- Born: Marie Müller 20 July 1819 Stuttgart, Kingdom of Württemberg
- Died: 17 March 1888 (aged 68) Neuchâtel, Switzerland
- Other name: Marie Humbert-Droz-Müller
- Occupations: Governess; editor;
- Spouse: Aimé Humbert-Droz ​(m. 1843)​
- Children: Amélie Humbert-Droz

= Marie Humbert-Droz =

Swiss social purity activist (1819–1888)

Marie Humbert-Droz (née Müller; 20 July 1819 – 17 March 1888), also Marie Humbert-Droz-Müller, was a Swiss activist in the social purity movement, whose Swiss branch she co-founded. From 1877 to 1888 she was the first president of the International Union of Friends of Young Women.

== Biography ==

Marie Müller was the daughter of Johann Ernst Müller, a theologian, and Julie née Mayer. She grew up in Stuttgart and was taught several languages by her father. From 1839 to 1841 she worked as a governess in the Netherlands. In 1843 she married Aimé Humbert-Droz.

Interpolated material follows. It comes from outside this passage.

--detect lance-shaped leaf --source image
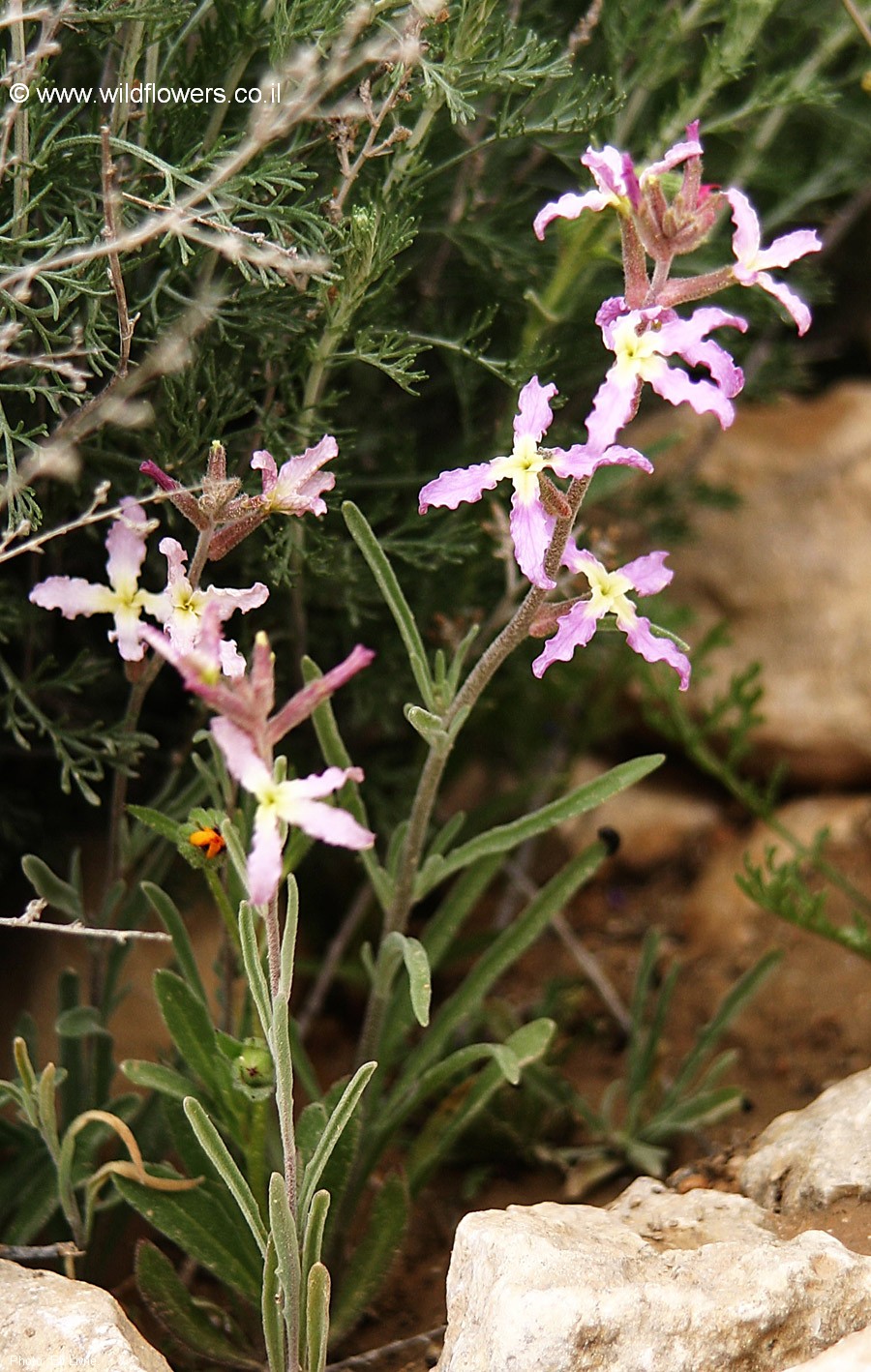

Her acquaintance with Josephine Butler led her to the social purity movement, and she co-founded its Swiss branch. From 1875 she was president of the Comité intercantonal de dames de la Suisse. From 1877 to 1888 she was the first president of the International Union of Friends of Young Women (French Union internationale des Amies de la jeune fille), and she edited its journal, Le journal du bien public. She founded La Ruche, an educational institution for girls in Neuchâtel. Her daughter Amélie Humbert-Droz followed her into the social purity movement.